Tag Archives: mdj101

Rhapsody on a Theme of Oh Hye Won

If Oh Hye Won today were one of the 24 piano variations you played yesterday, that picture there could be the theme.

Rachmaninoff: Rhapsody on a Theme of Paganini – Stephen Hough


@dualnon said:

I just posted on the blog @shamrockmom‘s comment and videos from a couple of weeks ago about ep11 and HW playing Schumann’s Toccata in C Major Op.7.  So of course I went back and watched the scene.  I still don’t understand this line from Prof Jo to SJ.  I know it’s been discussed and explained but it’s something I’ve never been able to grasp.

@shamrockmom said:

This is so crazy…I was listening to the Rachmaninoff Variations on my way to and from work today, thinking about HW after she gets out of jail as yet another variation….I think what Professor Jo was trying to say to SJ was:  OK, here is a picture of HW, young, idealistic, uncorrupted, with a pure love for the music and desire to be the best she could be….that’s the start, the simple beginning of the piece…but later, it turns dark and complex as Rachmaninoff incorporates the Dies Irae (Literally–judgement day.  It’s the first part of a Medieval Latin Mass for the Dead) You could take that to mean that HW sort of moves over to the “Dark Side”, bringing a figurative judgement and death of that innocent girl we see…HW gets more complex as the corruption and desire for the money/status drown out that part of her, the simple and uncomplicated  girl who loved music. Underneath all the greed and corruption, the innocent and pure HW is still there, like the theme in the music.  I think SJ understands this, regardless of his  lack of classroom musical theory, he gets it on a gut level.
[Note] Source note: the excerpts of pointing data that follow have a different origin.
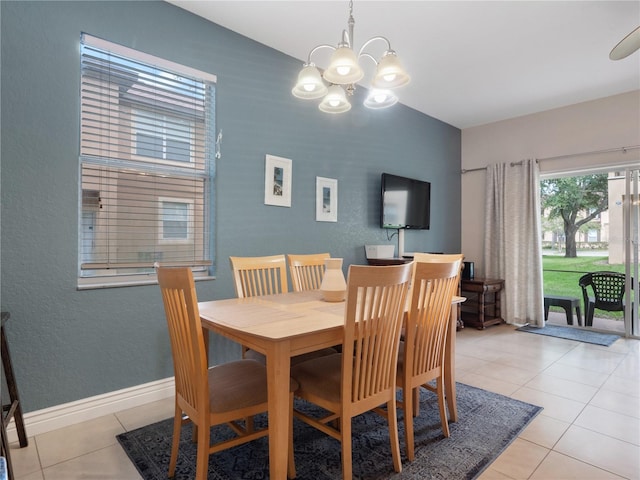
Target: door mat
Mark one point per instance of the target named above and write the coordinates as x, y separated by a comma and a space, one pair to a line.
572, 333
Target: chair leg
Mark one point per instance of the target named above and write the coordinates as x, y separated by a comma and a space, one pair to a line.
408, 409
291, 465
416, 401
202, 457
588, 316
392, 418
347, 459
442, 406
177, 426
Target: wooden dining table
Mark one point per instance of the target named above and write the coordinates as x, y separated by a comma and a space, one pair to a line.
282, 326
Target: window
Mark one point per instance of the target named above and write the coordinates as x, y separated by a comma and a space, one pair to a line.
146, 163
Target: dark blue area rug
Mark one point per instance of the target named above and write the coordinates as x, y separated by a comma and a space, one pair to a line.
487, 424
572, 333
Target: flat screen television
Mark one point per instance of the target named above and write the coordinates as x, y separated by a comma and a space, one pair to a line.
405, 203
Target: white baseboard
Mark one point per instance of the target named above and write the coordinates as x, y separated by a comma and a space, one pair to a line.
59, 416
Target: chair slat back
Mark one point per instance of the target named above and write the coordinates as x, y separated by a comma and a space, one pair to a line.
376, 299
257, 276
307, 271
428, 320
187, 340
608, 289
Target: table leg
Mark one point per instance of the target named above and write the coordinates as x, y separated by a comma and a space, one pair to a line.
278, 373
450, 368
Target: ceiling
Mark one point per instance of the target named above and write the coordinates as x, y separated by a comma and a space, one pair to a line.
471, 62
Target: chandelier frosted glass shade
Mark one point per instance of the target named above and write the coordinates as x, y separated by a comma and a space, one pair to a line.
343, 68
380, 99
309, 85
335, 101
390, 73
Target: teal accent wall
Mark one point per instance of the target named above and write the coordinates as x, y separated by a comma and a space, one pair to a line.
68, 344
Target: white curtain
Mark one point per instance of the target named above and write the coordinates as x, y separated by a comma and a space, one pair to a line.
512, 243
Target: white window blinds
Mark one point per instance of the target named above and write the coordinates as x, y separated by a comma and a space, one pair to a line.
146, 162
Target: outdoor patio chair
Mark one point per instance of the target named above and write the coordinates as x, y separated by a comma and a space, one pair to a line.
602, 290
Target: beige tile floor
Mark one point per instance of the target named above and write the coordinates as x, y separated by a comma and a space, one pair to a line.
589, 428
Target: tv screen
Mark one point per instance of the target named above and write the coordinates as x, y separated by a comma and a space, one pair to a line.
405, 202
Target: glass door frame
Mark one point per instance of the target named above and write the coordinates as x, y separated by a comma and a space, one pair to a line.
631, 226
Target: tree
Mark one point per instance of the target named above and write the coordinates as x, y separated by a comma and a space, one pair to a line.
575, 200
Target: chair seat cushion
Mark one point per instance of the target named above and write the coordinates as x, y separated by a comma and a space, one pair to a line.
259, 357
320, 376
239, 384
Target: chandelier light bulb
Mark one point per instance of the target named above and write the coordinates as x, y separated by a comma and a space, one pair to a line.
378, 99
343, 68
310, 85
390, 73
335, 101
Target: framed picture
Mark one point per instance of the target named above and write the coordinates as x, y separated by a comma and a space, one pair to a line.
326, 199
277, 181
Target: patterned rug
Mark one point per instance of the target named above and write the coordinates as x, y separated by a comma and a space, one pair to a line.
572, 333
487, 424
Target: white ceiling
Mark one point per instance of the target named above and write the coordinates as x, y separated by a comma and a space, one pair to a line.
471, 62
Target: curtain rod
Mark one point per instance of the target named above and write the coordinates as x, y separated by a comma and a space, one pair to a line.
569, 155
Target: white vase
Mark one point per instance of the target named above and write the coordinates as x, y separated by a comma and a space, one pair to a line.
333, 286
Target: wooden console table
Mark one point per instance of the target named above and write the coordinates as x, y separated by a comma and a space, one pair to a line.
482, 307
12, 409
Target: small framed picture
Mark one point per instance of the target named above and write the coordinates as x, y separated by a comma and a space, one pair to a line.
277, 181
326, 199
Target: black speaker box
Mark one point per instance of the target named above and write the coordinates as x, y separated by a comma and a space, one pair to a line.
467, 271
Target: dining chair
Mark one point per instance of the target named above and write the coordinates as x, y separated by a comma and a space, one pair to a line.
434, 258
422, 352
306, 271
209, 396
257, 276
602, 290
363, 376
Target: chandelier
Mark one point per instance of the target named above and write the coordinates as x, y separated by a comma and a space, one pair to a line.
344, 72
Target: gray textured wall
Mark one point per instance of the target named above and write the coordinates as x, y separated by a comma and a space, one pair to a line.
68, 344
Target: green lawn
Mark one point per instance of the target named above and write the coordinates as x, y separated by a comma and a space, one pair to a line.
561, 277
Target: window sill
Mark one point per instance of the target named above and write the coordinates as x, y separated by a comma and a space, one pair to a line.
95, 284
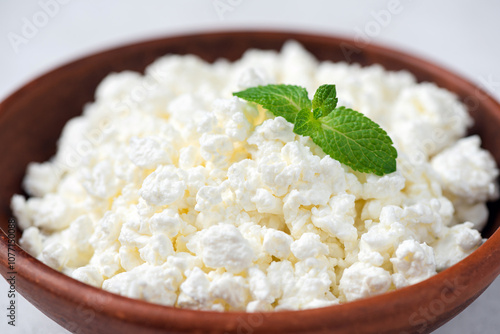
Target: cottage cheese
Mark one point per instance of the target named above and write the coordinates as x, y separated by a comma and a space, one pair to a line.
170, 190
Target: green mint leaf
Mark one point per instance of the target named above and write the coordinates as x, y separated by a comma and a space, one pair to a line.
282, 100
355, 140
325, 100
344, 134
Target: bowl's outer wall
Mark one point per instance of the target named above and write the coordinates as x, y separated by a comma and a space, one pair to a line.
31, 120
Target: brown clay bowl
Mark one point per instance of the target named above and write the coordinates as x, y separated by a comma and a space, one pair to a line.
31, 120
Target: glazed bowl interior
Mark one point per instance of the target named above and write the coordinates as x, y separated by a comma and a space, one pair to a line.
32, 118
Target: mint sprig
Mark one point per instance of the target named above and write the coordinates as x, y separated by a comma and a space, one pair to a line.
344, 134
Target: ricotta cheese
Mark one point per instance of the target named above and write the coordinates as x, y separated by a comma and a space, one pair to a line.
171, 190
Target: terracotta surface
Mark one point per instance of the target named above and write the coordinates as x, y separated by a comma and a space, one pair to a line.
31, 121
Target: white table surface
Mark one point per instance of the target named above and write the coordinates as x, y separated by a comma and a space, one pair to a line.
463, 35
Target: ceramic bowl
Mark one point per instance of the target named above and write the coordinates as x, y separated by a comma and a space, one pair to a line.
31, 120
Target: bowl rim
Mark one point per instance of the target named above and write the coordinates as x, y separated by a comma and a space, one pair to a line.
483, 260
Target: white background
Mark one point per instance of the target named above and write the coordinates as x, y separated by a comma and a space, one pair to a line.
462, 35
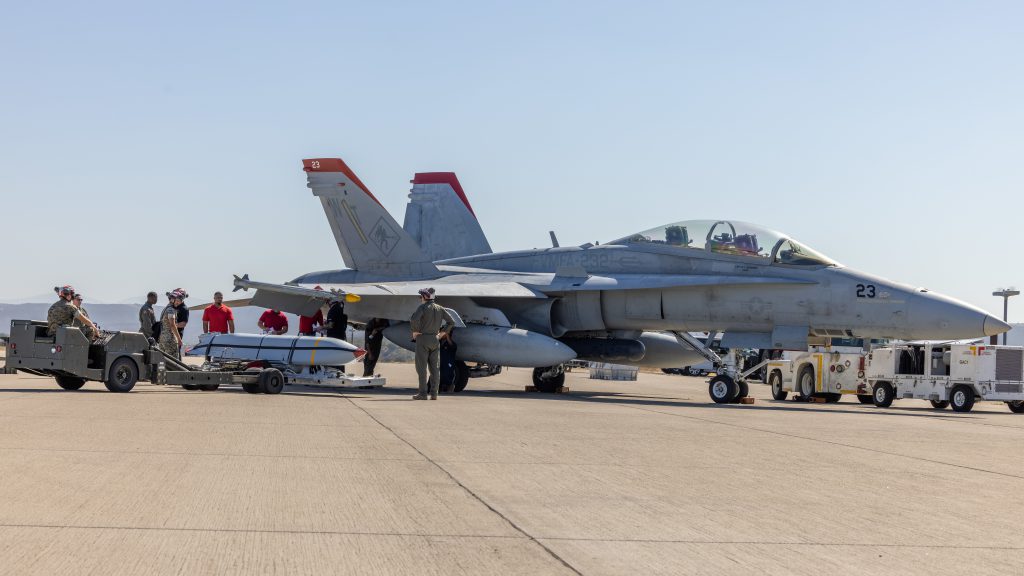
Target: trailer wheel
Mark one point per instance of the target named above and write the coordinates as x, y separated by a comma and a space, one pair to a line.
884, 395
549, 384
462, 376
271, 380
742, 392
70, 382
962, 399
122, 375
806, 380
723, 389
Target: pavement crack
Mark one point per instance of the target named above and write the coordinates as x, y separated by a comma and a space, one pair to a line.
829, 442
475, 496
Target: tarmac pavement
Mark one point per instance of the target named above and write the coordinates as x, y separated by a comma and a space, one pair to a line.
613, 478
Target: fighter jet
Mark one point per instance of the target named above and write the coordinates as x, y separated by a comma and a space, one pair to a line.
631, 300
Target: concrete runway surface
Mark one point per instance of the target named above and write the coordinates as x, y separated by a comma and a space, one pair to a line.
614, 478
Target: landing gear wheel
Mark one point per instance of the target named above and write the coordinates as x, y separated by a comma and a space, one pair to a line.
70, 382
122, 375
884, 395
462, 376
744, 391
775, 381
548, 384
962, 399
806, 383
723, 389
271, 380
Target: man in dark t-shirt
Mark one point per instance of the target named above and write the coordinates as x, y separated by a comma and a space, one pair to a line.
337, 321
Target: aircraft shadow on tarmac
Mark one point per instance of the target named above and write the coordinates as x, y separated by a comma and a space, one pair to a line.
401, 395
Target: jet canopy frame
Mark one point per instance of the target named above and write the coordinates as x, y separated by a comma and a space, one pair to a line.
733, 238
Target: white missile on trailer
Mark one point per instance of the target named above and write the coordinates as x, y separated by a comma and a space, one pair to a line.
293, 351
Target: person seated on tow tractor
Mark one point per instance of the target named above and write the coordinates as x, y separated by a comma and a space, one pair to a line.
77, 300
65, 313
273, 322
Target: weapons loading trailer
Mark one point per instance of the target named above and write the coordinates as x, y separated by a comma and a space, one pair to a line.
120, 360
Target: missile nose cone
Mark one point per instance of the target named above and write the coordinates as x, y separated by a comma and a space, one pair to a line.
994, 326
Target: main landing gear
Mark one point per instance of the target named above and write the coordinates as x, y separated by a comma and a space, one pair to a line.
729, 384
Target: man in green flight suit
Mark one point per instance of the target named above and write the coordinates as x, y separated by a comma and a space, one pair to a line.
429, 323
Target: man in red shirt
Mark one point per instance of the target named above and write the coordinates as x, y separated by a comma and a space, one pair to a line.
273, 321
218, 318
309, 324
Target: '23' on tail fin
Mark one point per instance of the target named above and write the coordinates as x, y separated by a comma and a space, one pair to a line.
369, 238
439, 218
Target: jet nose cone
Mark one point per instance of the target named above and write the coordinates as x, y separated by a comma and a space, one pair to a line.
994, 326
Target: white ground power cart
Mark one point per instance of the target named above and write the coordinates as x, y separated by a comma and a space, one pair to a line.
947, 374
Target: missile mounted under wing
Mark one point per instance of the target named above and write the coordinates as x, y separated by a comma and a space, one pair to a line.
636, 298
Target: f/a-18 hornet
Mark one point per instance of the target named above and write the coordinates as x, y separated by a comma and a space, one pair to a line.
633, 300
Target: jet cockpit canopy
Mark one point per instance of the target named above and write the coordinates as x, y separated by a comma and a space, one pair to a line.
730, 237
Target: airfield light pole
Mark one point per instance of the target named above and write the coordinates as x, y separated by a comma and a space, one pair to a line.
1006, 293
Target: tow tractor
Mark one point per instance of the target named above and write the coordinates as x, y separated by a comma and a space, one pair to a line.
120, 360
827, 372
947, 374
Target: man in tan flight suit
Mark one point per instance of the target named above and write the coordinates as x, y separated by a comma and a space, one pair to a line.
429, 323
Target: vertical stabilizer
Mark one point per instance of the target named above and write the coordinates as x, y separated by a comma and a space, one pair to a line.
368, 237
439, 218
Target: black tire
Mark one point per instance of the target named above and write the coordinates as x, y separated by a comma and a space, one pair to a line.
775, 381
462, 376
271, 380
805, 383
743, 392
883, 395
962, 399
548, 385
122, 375
70, 382
723, 389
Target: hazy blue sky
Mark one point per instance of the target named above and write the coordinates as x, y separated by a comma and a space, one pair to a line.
154, 147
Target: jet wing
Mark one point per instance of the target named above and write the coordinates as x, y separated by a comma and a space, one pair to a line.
404, 295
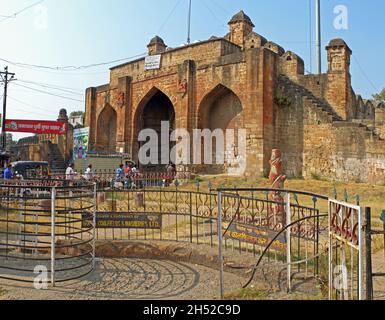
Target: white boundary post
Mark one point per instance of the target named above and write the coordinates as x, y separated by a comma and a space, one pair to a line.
220, 243
360, 217
288, 241
360, 254
53, 235
330, 253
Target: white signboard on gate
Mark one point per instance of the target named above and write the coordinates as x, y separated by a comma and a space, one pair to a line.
152, 62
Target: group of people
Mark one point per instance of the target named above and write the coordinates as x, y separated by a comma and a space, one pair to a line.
71, 174
128, 175
125, 176
8, 173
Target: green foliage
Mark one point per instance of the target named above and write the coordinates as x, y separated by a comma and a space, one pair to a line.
282, 100
380, 96
316, 177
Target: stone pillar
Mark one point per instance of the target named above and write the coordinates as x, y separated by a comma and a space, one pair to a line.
123, 104
277, 181
90, 116
185, 111
339, 89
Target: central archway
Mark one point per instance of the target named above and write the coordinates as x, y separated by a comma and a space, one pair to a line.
154, 110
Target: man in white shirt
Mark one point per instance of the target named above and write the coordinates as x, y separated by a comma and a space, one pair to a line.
70, 172
88, 173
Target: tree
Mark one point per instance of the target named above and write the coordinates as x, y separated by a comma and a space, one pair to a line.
76, 113
380, 96
10, 142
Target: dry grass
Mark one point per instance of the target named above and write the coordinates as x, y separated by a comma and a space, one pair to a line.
262, 292
370, 195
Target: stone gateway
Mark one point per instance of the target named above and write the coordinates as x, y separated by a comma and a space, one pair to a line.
244, 81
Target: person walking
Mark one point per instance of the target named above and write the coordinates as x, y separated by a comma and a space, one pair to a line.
70, 172
88, 174
8, 174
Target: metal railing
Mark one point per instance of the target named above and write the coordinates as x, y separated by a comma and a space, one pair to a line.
41, 230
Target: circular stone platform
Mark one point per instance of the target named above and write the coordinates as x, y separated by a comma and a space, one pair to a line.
133, 279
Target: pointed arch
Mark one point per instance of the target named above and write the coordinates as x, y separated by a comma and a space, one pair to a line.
106, 129
222, 109
156, 107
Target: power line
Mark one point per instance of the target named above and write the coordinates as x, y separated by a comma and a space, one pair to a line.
30, 105
7, 77
52, 85
48, 93
213, 13
21, 11
29, 112
221, 7
169, 16
46, 86
69, 68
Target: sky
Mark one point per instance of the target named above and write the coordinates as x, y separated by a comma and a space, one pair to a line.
58, 33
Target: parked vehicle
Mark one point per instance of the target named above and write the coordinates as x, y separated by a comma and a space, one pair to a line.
4, 159
31, 170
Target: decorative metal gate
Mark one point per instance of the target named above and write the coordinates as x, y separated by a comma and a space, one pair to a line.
345, 251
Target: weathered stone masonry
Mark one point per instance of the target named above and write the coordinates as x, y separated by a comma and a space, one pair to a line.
245, 81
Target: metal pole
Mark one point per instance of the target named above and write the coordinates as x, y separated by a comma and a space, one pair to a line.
288, 239
220, 241
189, 24
360, 255
6, 80
369, 270
94, 228
318, 36
53, 235
330, 254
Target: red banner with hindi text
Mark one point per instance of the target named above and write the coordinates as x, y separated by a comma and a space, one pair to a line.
37, 127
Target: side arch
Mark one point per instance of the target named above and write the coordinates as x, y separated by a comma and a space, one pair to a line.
106, 129
222, 110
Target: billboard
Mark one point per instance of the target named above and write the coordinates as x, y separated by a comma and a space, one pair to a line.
152, 62
122, 220
81, 139
36, 127
257, 236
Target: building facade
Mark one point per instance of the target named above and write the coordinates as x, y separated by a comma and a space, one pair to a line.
244, 81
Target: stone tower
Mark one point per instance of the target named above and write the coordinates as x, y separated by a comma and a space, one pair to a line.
339, 93
156, 46
240, 27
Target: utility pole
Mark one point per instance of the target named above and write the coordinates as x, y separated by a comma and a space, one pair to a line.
6, 78
318, 36
189, 23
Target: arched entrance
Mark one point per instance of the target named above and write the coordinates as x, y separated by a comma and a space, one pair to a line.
222, 109
106, 136
155, 109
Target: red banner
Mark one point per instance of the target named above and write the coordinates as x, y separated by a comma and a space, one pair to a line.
37, 127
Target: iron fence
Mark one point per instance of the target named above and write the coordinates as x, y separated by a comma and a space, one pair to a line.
41, 233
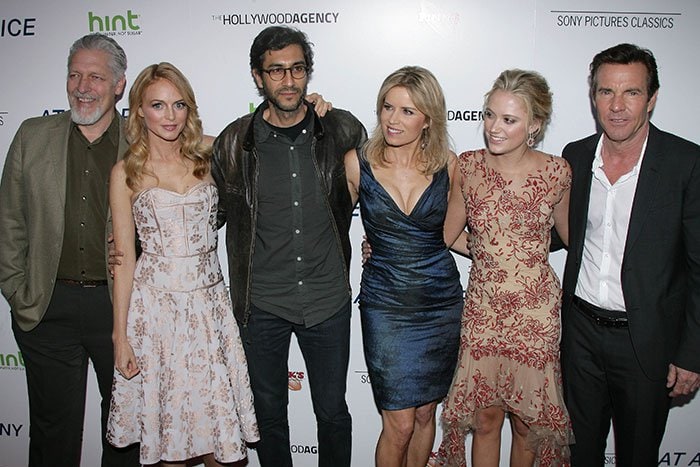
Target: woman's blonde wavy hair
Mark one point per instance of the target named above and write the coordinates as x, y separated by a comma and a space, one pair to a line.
426, 93
192, 147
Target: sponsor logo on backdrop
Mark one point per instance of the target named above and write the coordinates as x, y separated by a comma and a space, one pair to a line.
680, 458
464, 115
17, 27
124, 112
444, 23
364, 376
303, 449
295, 379
273, 18
10, 430
615, 19
675, 458
12, 361
120, 24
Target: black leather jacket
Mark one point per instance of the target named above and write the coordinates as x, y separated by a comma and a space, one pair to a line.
235, 169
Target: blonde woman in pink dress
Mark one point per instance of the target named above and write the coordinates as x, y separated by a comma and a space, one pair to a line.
510, 195
181, 386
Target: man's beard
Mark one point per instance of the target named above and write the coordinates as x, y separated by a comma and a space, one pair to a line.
292, 107
84, 118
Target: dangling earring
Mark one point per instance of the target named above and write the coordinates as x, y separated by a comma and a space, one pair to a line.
531, 139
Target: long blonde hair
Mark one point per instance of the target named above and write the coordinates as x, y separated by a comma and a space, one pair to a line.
192, 147
427, 95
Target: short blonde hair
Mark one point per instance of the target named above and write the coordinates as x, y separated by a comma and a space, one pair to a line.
426, 93
533, 90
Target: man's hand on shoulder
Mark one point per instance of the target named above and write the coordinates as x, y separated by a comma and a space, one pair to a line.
321, 106
681, 382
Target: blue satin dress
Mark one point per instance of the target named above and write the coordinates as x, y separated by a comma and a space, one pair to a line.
411, 298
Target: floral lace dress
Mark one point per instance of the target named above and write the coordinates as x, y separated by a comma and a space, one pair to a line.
509, 350
192, 395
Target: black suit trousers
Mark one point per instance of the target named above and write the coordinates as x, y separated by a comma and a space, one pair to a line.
77, 326
602, 382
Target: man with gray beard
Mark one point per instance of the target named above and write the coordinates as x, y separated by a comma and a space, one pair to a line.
54, 220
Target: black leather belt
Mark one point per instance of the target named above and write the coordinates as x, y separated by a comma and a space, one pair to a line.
594, 313
74, 283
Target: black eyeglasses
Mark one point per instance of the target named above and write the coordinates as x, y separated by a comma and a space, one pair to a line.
278, 74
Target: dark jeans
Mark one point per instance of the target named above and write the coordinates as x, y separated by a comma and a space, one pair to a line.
603, 381
77, 326
326, 351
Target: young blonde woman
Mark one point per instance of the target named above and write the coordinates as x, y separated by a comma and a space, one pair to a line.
411, 297
510, 195
181, 386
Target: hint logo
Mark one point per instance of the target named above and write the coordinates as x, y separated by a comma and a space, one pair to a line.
114, 23
12, 361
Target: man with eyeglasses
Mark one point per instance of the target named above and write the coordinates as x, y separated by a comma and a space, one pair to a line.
284, 197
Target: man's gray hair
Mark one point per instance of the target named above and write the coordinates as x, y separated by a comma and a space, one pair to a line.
97, 41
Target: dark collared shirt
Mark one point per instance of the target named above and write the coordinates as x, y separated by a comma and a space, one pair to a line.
297, 267
87, 203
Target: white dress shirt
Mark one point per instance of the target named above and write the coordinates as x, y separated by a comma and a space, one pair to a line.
609, 209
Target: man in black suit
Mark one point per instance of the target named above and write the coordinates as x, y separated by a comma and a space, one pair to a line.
631, 304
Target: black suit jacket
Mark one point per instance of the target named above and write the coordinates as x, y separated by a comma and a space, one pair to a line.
661, 263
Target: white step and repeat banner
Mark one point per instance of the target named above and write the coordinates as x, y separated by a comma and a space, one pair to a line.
466, 43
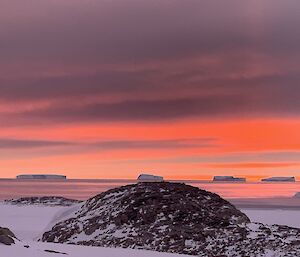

The first 5 minutes of this video by the British pianist Stephen Hough, (who was included on the 3 CD all-classical OST) is a pretty simple explanation of the theme, how it gets reversed and put into a different key, plus it’s kind of a fun thing to see this orchestra practicing in their everyday clothes, SJ would feel very comfortable with these folks, LOL!

@mdj101 hit the nail on the head here–I think it’s a turning point for SJ, and the drama as a whole; he starts to see the bigger picture, a future he can visualize for the two of them as a couple.

mdj101 said:

I think something happened when SJ had that little talk with Prof. Jo and saw the picture(and program) of HW at 20 years of age.  Prof. Jo basically ponted out that  picture as “the theme” of who HW was, explaining how as her friend he can understand what she is /does now. But SJ sees something very different in that young girl, he sees the HW of today and what she should and could become.  And he sent that picture to her phone as a reminder, before he met up with her to convince her to quit it all now!

I think that picture matched the HW that SJ saw and loved. And he began planning and taking the steps to make the dream become reality.  Right up until the “Madhouse scene”, he persists making his case while HW keeps trying to have it both ways.

@dualnon said:

But I have another question because I get the theme, although after watching the video, much clearer then before.  Are the variations different points in HW’s life?  Maybe I’m being too literal.  I guess I’m trying to understand Prof Jo’s words – If Oh Hye Won today were one of the 24 piano variations.  Are we supposed to know which variation or are they a continuum?

@gretac said:

My take on that is that the different variations are HW’s different ways-of-being in the world. Young innocent girl, musician, teacher, friend, hollow shell, manager, criminal… They’re all related to each other, joined by the main theme that is OHW’s core soul essence. I took Jo’s statement as a general metaphor, not necessarily with a one-to-one correspondence with each variation in chronological order of her life; but I love how @shamrockmom identified the Dies Irae with HW’s corruption/dark side, and the increasing complexity of the music with the increasing complexity of her life.

And I’ve thought of the lighter variation — is it #18? the one that Hough says the audience always breathes a sigh of relief when it emerges — which is so loving and romantic, is when LSJ entered her life, bringing hope, inspiration, openness/spaciousness of being along with his love.

And back a ways, @mdj101 here pointed us to serendipity’s SLA review here, where she talked about how the ending, which is so suddenly quiet and calm, and then abruptly over, is like the ending of the show, when HW is in prison, in her suddenly calm, open space, an end that offers space for a new beginning.